Web lists-archives.com

Re: [PATCH v10 3/3] read-cache: speed up add_index_entry during checkout






On 4/17/2017 10:53 AM, Jeff Hostetler wrote:


On 4/15/2017 1:55 PM, René Scharfe wrote:
Am 14.04.2017 um 21:12 schrieb git@xxxxxxxxxxxxxxxxx:
From: Jeff Hostetler <jeffhost@xxxxxxxxxxxxx>

Very nice, especially the perf test!  But can we unbundle the different
optimizations into separate patches with their own performance numbers?
Candidates IMHO: The change in add_index_entry_with_check(), the first
hunk in has_dir_name(), the loop shortcuts.  That might also help find
the reason for the slight slowdown of 0006.3 for the kernel repository.

Let me take a look at this and see if it helps.

Last night I pushed up version 11 which has the 3 parts
of read-cache.c in 3 commits (but still in the same patch
series).  This should allow for more experimentation.

The add_index_entry_with_check() shows a gain.  For the
operations in p0006 on linux.git, the short-cut was being
taken 57993 of 57994 times.

The top of has_dir_name() -- by itself -- does not, but
the short-cut only triggers when the paths have no
prefix in common -- which only happens when the top-level
directory changes.  On linux.git, this was 19 of 57993.
However, it does set us up for the next part.

The 3 loop body short-cuts hit 54372, 3509, and 86 (sum
57967) times.  So in p0006, the search was only attempted
7 times (57993 - 19 - 57967) most of the time.

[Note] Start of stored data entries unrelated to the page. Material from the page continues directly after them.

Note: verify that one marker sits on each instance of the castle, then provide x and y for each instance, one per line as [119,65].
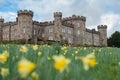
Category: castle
[72,29]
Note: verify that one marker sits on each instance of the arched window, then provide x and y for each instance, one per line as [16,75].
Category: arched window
[78,32]
[78,24]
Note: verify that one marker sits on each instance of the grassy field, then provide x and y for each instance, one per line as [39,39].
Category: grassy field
[40,63]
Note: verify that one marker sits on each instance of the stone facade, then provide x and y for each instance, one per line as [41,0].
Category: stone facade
[71,29]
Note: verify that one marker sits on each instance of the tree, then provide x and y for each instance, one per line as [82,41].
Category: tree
[114,40]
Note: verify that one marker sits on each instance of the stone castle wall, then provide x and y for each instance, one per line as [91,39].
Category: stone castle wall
[72,29]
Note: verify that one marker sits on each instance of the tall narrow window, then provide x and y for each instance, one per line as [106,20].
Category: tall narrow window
[69,31]
[78,32]
[24,30]
[69,40]
[43,35]
[34,31]
[50,30]
[63,30]
[78,24]
[63,38]
[50,38]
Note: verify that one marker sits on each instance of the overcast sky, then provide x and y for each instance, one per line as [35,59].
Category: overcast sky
[97,12]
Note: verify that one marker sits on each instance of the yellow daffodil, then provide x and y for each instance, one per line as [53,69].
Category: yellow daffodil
[85,48]
[60,62]
[34,76]
[76,52]
[39,53]
[4,56]
[88,60]
[35,47]
[4,72]
[119,63]
[6,53]
[25,67]
[23,49]
[48,58]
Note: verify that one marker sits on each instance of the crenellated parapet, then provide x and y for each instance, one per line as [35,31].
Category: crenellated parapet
[92,31]
[58,14]
[9,24]
[1,20]
[25,12]
[68,24]
[46,23]
[74,17]
[36,23]
[102,26]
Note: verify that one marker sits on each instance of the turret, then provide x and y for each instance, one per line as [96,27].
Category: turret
[58,24]
[103,34]
[79,29]
[57,18]
[25,22]
[1,23]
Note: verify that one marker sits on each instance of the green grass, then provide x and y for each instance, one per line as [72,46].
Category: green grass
[107,67]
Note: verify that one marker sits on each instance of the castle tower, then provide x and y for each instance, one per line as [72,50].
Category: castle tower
[1,23]
[25,24]
[103,34]
[79,29]
[58,24]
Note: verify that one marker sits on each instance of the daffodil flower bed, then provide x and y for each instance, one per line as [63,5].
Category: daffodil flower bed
[45,62]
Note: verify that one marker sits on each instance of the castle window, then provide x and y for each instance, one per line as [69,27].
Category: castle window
[24,30]
[63,38]
[43,35]
[78,32]
[78,39]
[78,24]
[69,40]
[34,31]
[50,30]
[69,31]
[50,38]
[63,30]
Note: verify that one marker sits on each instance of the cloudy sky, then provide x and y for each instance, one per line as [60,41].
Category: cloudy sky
[97,12]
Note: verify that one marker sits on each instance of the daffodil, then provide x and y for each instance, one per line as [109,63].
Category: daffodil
[60,62]
[39,53]
[4,56]
[88,60]
[6,53]
[23,49]
[34,76]
[76,52]
[25,67]
[35,47]
[4,72]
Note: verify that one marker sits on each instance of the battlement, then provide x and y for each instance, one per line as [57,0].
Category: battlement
[1,20]
[74,17]
[68,24]
[58,14]
[92,31]
[9,24]
[46,23]
[102,26]
[25,12]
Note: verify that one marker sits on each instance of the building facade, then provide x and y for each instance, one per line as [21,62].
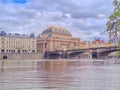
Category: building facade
[17,44]
[56,38]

WRT the slowdown of 0006.3 on linux.git, I suspect this is
I/O noise.  In the commit message for part 2 in V11, I
show 2 runs on linux.git that show wide variance in the 0006.3
times.  And given the nature of that test, the speed up in the
lookups is completely hidden by the I/O of the full checkouts.
When I step up to a repo with 4M files, the results are very
clear.

https://public-inbox.org/git/20170417213734.55373-6-git@xxxxxxxxxxxxxxxxx/